A seguire, la relazione del prof. Carlo Mazzù, già ordinario di diritto civile, che ha approfondito il tema dello scambio di embrioni – caso Ospedale Pertini – evidenziando come l’esito processuale di quella vicenda lascia il giurista contemporaneo realmente sbigottito, perché dimostra come di fronte alle sfide che la vita ci pone dinnanzi non sempre il diritto è in grado di dare risposte convincenti. Anzi, nel caso in esame, sarebbe stata auspicabile una diversa soluzione che tenesse conto della reale maternità e paternità biologica, anziché dare prevalenza al fatto materiale della nascita dal grembo di una donna (che non era la madre biologica). La dott.ssa Caterina Mangano, presidente della I sez. civile del tribunale di Messina, ha, invece, approfondito il tema della fecondazione post mortem attraverso una puntuale disamina della normativa vigente e, specialmente, di alcuni casi pratici decisi dalla sua sezione; concentrandosi in particolare sulla fondamentale rilevanza del consenso congiunto che deve preesistere all’evento morte del membro maschile della coppia.

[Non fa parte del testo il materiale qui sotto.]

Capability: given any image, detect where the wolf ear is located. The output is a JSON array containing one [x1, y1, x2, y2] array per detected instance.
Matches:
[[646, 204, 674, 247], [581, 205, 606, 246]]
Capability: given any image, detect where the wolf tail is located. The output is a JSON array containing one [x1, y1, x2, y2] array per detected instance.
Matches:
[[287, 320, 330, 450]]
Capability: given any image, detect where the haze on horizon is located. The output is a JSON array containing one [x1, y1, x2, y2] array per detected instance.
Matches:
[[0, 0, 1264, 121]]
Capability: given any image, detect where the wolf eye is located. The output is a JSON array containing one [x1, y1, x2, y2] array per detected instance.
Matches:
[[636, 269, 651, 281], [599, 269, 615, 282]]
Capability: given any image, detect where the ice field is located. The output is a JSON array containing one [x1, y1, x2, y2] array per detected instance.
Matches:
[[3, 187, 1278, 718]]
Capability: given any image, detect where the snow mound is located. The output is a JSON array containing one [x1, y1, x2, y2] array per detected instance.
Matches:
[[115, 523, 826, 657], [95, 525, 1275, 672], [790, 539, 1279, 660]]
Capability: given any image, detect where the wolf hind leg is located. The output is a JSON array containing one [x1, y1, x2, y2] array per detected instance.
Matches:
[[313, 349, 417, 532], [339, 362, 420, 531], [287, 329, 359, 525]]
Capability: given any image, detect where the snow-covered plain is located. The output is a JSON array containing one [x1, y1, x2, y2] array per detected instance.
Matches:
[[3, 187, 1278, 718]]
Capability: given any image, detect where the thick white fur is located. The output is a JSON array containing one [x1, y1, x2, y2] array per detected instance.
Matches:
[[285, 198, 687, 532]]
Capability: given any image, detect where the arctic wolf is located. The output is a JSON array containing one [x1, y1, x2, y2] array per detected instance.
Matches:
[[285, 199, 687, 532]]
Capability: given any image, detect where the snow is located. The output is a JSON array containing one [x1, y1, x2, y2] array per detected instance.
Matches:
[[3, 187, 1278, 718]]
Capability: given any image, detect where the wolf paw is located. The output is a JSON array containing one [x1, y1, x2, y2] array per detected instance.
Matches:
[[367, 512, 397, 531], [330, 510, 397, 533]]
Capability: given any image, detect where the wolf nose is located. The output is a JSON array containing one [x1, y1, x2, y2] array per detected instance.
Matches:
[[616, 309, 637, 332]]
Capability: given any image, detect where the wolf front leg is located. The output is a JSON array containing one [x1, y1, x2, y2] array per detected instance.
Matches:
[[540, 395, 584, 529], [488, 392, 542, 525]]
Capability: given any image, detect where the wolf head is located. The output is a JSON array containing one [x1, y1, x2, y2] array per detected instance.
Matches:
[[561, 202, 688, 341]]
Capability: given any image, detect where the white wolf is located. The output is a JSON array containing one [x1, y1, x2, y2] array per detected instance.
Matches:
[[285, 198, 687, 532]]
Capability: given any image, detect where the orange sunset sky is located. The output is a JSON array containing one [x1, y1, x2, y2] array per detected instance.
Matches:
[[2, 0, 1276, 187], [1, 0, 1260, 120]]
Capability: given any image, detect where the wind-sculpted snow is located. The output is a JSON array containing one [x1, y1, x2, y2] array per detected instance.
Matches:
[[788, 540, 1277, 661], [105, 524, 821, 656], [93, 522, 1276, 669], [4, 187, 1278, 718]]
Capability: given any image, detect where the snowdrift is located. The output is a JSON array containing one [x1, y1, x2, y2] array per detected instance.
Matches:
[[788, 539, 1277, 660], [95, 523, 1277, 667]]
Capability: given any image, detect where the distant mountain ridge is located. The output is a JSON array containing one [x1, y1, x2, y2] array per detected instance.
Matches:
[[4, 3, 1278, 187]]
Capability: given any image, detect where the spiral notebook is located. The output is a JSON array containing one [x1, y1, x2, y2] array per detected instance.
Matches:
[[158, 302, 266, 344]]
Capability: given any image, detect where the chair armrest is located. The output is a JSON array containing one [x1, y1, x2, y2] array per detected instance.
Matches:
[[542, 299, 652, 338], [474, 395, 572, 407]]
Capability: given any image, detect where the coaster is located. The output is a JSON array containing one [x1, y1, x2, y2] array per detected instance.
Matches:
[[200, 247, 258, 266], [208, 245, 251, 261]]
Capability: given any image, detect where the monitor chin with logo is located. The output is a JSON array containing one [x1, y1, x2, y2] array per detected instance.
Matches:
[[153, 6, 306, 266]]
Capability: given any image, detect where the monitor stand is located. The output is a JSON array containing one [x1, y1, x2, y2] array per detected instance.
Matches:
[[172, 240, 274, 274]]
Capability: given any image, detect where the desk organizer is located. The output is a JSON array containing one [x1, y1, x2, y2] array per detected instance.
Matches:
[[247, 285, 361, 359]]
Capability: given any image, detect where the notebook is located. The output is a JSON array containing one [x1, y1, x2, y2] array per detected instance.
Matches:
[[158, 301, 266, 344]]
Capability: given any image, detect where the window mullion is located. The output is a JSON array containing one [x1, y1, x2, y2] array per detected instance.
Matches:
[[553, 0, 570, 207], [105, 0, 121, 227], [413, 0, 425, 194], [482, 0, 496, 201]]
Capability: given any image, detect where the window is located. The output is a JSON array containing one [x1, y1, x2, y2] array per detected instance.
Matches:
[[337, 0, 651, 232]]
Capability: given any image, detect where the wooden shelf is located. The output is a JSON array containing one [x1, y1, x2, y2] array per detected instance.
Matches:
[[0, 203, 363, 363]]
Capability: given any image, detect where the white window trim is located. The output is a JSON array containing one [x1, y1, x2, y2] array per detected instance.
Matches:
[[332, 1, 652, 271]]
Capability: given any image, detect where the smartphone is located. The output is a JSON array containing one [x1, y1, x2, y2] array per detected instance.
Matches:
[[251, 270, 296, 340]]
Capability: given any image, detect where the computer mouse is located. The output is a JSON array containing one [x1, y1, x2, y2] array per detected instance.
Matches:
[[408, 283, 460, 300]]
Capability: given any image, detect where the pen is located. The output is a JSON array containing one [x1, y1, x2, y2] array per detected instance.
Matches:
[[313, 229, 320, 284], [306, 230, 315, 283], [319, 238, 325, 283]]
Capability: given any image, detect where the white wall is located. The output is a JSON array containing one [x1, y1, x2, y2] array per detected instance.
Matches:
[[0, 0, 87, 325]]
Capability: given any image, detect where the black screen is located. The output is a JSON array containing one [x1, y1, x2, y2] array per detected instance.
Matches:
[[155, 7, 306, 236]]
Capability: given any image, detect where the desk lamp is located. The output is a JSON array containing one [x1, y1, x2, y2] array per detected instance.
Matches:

La dott.ssa Rita Russo, consigliere della Suprema Corte di Cassazione, si è, invece, intrattenuta sulle più recenti vicende giurisprudenziali legate al parto anonimo e dell’accesso alle proprie origini biologiche, ponendo l’accento sulla fondamentale delicatezza del diritto del figlio a essere riconosciuto e sulla necessità di disciplinare bene le ipotesi in cui è consentito sottrarsi ai propri doveri genitoriali. Bisogna interrogarsi su cosa sia oggi la maternità, atteso che il semplice atto del partorire non dà più certezze sulla effettiva derivazione biologica, e ciò in ragione delle nuove scoperte scientifiche, quali la fecondazione in vitro, anche con gameti di terze persone. Il parto in anonimato è una vicenda, che storicamente deriva dall’uso di abbandonare i figli indesiderati nella ruota dei conventi, che consente di studiare le criticità di un fenomeno oggi ricorrente, quello della scissione tra identità biologica e identità giuridica. La legge consente alla donna di partorire anonimamente per evitare che, in determinate circostanze di vulnerabilità, possano esserci conseguenze estreme per il bambino e per la stessa donna. Bisogna però tenere presente che passato il momento di fragilità della donna, alla stessa potrebbe essere consentito un ripensamento così come dovrebbe garantirsi al figlio l’accesso alle proprie origini; ciò non solo per le informazioni necessarie alle cure mediche, ma anche per garantire il diritto del figlio alla sua identità personale. Il tema è stato approfondito illustrando che la Corte Costituzionale ha di recente riconosciuto il diritto del figlio di fare interpellare la madre, in via riservata, per verificare se intende mantenere l’anonimato, fermo restando che la madre può rifiutare di svelare il suo nome al figlio. Il diritto alla ricerca delle origini è stato poi riconosciuto dalla giurisprudenza, anche con riferimento alla ipotesi in cui la madre non sia più interpellabile perché deceduta.

Da ultimo, la prof.ssa Aura Vesto, autrice del libro ha affrontato nella sua relazione conclusiva il tema delicatissimo della procreazione medicalmente assistita attraverso una affascinante analisi comparatistica che ha tenuto conto delle diverse esperienze giuridiche maturate in atri paesi e ordinamenti giuridici e focalizzando l’attenzione dell’editoria sulla centralità del nuovo dogma rappresentato dal “best interest of the child”.